無論、これも大企業で様々な分野が存在する中では有利になる話で、分野が限られてくる業種では難しいかもしれない。

しかし、適正適育では人の長所を見極め、その長所を伸ばすことで

プロフェッショナルを育成していくのだ。

スポーツを例に挙げるなら、ディフェンスとして志望して入った人材が身長が高くヘディングが上手いがディフェンスは上手くないと感じた場合、ヘディングの能力を活かしてフォワードに抜擢するという決断に結びつくのが「適正」の意味。

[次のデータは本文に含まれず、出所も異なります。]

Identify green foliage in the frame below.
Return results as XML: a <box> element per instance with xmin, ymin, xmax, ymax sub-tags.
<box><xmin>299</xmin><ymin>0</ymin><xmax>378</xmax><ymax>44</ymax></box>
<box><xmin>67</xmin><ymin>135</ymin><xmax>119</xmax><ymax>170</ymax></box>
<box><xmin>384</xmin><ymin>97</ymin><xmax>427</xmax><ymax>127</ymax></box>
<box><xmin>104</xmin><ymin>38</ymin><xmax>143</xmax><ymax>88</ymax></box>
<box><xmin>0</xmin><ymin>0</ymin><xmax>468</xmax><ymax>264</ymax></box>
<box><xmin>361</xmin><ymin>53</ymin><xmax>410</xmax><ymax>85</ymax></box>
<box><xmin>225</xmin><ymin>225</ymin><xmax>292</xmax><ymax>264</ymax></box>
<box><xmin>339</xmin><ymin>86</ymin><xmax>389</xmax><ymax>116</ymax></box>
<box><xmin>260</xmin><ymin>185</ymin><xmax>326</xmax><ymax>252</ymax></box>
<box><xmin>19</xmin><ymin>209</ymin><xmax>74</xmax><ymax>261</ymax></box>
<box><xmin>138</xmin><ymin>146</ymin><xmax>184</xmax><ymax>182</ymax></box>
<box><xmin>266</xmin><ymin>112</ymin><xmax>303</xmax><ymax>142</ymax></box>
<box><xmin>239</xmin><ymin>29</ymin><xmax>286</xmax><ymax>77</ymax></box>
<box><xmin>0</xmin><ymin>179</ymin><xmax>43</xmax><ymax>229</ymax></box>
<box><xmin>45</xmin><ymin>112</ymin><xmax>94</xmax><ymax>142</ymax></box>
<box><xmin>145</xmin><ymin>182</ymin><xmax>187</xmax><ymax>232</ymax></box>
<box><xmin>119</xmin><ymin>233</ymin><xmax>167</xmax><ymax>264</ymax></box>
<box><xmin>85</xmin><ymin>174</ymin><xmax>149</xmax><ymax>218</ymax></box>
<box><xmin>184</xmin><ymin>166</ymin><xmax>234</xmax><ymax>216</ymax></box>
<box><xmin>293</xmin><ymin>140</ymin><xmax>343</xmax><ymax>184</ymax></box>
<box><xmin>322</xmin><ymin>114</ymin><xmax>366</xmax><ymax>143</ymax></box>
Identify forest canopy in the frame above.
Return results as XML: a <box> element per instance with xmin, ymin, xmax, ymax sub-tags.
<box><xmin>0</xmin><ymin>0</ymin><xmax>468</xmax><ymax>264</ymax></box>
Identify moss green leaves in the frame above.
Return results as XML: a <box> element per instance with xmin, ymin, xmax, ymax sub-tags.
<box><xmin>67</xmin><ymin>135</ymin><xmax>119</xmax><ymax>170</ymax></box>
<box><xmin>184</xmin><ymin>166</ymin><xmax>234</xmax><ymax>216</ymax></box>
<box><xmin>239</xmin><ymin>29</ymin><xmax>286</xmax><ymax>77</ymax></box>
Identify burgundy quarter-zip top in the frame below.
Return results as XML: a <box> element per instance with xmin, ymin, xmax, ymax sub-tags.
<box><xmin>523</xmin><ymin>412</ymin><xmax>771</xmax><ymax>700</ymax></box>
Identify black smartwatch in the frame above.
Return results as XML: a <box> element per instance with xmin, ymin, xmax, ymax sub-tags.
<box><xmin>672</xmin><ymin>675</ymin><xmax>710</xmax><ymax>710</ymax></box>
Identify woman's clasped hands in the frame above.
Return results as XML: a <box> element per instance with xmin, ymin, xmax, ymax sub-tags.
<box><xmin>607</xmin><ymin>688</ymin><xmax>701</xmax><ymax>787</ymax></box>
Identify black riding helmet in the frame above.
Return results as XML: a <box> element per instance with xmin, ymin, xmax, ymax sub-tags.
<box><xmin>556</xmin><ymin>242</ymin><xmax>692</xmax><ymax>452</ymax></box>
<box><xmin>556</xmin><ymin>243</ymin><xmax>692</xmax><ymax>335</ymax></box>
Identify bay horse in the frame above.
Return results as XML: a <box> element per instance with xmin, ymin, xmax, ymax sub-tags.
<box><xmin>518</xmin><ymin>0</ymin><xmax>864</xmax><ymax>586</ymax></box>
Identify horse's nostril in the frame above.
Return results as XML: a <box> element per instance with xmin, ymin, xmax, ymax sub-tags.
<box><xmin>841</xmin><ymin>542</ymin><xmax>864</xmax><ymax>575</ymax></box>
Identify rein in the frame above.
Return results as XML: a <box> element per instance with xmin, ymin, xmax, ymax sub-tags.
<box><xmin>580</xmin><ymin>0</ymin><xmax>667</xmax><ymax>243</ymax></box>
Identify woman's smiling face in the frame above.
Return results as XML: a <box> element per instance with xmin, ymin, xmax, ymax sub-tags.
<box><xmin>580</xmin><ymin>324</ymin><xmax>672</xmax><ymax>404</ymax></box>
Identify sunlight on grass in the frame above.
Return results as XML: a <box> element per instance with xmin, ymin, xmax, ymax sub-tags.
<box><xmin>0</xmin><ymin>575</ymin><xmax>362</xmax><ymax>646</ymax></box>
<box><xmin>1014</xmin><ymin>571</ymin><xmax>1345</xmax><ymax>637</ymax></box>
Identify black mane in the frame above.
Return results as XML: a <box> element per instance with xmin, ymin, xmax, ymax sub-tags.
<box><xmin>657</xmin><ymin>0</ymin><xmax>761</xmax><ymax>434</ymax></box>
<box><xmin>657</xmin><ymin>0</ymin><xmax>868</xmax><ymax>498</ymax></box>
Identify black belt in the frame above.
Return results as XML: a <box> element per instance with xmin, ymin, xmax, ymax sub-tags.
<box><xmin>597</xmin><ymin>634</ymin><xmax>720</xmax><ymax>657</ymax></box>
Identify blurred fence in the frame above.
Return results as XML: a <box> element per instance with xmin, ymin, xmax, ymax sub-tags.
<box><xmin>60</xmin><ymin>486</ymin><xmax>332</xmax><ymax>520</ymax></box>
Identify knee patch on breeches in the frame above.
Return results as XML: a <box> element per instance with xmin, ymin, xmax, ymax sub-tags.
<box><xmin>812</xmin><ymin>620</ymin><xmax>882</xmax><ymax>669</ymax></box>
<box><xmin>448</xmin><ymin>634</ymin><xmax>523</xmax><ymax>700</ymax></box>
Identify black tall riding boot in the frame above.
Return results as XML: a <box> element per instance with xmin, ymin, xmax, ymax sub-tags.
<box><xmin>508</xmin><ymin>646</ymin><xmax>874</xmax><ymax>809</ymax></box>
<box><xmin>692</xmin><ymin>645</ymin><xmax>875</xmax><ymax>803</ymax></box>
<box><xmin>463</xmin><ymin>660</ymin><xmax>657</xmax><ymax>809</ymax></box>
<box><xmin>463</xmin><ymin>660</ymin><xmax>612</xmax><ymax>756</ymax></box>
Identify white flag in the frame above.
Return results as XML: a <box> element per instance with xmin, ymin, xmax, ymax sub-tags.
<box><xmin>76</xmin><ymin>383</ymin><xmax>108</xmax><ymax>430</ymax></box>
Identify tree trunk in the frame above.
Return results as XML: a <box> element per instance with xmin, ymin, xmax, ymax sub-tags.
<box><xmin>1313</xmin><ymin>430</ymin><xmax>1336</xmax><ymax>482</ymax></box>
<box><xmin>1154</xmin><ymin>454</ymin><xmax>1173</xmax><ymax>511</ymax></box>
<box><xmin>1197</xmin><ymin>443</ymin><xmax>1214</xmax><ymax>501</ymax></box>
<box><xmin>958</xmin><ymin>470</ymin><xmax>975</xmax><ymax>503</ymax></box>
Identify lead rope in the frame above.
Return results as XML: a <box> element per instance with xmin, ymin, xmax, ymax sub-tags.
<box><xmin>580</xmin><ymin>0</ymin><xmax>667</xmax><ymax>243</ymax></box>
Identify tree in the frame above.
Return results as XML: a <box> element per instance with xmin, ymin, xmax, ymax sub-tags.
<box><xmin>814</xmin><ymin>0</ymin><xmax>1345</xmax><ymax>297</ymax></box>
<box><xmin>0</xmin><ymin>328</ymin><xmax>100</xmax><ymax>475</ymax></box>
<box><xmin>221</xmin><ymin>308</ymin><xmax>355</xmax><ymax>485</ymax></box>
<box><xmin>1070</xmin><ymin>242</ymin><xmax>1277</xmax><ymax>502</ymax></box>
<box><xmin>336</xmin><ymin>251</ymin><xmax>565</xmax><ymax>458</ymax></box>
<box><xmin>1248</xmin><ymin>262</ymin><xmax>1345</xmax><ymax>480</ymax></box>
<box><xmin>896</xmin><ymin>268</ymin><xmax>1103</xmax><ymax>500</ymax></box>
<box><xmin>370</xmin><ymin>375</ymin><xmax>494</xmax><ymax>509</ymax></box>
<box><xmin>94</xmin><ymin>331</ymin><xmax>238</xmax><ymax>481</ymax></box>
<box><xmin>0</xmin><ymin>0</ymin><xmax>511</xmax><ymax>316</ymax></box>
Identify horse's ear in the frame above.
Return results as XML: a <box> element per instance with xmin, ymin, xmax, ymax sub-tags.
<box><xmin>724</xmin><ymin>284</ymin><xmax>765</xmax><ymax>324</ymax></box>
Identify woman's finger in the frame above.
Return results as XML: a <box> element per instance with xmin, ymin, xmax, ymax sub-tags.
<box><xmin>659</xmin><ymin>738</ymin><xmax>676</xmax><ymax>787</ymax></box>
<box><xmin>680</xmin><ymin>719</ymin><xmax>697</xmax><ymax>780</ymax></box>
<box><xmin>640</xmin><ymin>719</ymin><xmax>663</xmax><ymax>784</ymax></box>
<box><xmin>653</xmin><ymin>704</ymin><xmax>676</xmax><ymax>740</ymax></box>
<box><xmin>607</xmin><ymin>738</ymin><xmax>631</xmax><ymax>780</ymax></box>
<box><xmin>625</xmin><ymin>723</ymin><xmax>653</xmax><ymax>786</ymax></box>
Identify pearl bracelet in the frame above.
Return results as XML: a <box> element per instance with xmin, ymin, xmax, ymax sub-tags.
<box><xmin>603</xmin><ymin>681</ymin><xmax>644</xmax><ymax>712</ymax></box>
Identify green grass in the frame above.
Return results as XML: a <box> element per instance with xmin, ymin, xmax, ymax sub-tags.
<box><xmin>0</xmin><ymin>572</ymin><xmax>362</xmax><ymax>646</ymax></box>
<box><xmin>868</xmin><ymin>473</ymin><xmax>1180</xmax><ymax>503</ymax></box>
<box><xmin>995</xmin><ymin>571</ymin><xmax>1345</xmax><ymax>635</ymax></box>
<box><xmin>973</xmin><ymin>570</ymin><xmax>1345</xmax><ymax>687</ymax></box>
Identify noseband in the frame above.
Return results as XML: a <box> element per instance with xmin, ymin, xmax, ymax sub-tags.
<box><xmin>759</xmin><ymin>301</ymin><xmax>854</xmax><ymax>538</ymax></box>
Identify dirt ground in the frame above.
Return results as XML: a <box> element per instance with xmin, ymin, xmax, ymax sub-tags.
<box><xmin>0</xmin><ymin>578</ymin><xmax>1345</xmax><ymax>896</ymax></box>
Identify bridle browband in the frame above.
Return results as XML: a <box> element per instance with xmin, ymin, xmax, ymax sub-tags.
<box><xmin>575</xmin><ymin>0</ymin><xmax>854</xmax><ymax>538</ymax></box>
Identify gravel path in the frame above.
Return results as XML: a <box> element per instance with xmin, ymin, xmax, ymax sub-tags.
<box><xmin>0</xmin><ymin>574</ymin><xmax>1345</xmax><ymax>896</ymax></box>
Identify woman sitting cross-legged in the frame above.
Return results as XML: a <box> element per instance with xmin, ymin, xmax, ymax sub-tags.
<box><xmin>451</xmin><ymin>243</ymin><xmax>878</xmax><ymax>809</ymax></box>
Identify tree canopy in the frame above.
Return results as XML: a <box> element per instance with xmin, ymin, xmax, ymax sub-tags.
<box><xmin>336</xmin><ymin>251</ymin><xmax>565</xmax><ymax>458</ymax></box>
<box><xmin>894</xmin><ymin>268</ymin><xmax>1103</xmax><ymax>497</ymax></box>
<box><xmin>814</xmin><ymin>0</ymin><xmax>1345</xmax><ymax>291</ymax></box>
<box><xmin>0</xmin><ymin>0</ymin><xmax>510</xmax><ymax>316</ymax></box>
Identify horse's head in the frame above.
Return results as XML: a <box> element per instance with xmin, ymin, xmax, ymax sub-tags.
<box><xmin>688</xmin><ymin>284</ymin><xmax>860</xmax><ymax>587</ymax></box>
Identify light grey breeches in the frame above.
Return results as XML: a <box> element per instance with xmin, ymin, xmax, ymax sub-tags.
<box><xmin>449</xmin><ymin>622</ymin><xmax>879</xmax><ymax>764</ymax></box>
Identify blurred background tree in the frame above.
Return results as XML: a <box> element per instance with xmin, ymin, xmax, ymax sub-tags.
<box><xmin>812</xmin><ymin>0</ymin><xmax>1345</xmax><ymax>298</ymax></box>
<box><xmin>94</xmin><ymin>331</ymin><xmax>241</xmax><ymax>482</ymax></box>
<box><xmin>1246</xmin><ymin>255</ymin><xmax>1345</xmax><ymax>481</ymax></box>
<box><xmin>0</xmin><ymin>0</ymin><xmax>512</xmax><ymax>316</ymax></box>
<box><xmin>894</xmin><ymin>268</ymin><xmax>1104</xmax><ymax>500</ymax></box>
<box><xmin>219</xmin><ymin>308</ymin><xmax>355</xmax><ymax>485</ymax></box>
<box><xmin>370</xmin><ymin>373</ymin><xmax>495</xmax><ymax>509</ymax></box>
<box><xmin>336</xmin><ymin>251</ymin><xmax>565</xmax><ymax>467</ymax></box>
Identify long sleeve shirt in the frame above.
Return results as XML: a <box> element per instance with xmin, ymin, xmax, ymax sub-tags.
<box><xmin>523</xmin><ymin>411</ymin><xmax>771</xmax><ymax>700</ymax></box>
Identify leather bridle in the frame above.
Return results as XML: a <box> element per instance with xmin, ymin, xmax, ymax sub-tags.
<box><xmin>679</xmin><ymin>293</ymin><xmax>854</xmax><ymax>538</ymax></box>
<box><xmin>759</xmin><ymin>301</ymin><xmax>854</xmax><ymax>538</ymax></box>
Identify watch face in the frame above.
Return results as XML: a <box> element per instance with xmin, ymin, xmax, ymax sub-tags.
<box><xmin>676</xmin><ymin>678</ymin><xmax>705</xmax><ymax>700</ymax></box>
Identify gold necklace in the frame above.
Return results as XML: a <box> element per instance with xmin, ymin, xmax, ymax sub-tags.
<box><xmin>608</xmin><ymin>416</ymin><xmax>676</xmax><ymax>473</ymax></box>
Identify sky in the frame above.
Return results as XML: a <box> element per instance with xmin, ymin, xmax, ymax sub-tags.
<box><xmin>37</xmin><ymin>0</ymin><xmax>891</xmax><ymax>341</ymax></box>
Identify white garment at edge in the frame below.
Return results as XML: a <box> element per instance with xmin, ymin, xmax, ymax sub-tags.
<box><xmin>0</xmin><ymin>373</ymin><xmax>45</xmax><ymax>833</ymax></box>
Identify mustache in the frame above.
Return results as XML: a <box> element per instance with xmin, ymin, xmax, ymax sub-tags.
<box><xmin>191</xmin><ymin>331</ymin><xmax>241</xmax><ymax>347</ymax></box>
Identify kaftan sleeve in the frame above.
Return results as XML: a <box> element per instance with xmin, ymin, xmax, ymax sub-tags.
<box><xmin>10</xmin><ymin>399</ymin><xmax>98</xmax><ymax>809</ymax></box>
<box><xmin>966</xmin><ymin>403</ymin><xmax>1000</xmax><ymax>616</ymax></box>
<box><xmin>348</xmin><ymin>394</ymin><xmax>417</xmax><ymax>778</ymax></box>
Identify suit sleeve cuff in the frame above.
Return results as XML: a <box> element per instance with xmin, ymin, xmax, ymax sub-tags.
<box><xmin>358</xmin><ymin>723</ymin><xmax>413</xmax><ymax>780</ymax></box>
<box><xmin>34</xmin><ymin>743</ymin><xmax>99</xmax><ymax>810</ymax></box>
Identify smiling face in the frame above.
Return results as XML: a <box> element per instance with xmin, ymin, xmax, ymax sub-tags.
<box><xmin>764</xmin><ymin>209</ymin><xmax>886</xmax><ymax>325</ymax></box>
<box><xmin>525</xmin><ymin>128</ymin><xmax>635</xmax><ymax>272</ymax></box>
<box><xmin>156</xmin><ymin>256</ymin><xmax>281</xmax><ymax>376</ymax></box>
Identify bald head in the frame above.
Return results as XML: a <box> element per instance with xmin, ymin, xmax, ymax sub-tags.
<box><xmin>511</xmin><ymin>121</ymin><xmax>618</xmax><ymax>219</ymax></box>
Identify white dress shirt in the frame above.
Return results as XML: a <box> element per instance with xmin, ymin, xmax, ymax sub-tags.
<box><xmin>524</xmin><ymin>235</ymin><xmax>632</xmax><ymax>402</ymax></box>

その上で、本人が相反するポジションのフォワードとディフェンスどちらに興味が持てるかを見極めてより興味の持てる方で伸ばすのが「適育」となる。

人は興味があれば趣味に没頭するように勝手に学ぼうとする。

学ぶうちに自分の能力に応じて向き不向きが自己判断で解るようになり他へも興味が湧くように成る。

興味のない場所で学ばせても、それは勉強でしか無いわけで学習を怠るのだ。

年齢的な制限のあるスポーツ界でそんな悠長な話を用いるのは得策では無いと言えるかも知れないが、学習によって学んだ経験は実は専門的な指導者として育成する事が出来るのだ。

ヘディングという限定された分野に限られるかもしれないが、ヘディングだけを研究したプロフェッショナルは、どういうポジショニングが良いか、どういう体の使い方が良いかを指導する立場として活きてくる訳で、そういう研究を他の選手に伝えさせることで選手の質が向上していくのだ。

「うつけ」である後の信長の兵法では、

自分が「うつけ」=「面倒くさがり」と自認して、興味のない分野は「無知」であると悟った上で、自分が興味を注げない分野のプロフェッショナルを育てていくのである。

いわばサッカーのドリブルに興味は持てても、ポジショニングやらヘディングには興味が持てない。

そうした中でポジショニングやヘディングに興味がある人間が研究してその研究成果を伝えてくれれば、自分が興味なくて気付かなかった部分が見えてくるのである。

実戦で研究され学習によって学んだ知識故に、それは合理的な説明として理解もしやすく実は議論もしやすい。

いわば説明された話に注文を付け、さらに克服できるように考えてもらえるからだ。

いわばヘディングで相手が自分より背が高くジャンプ力もあった場合どうすれば良いのかという疑問を提示した際、プロフェッショナルとして研究する人のプライドから方法を模索してくれるように成るという形だ。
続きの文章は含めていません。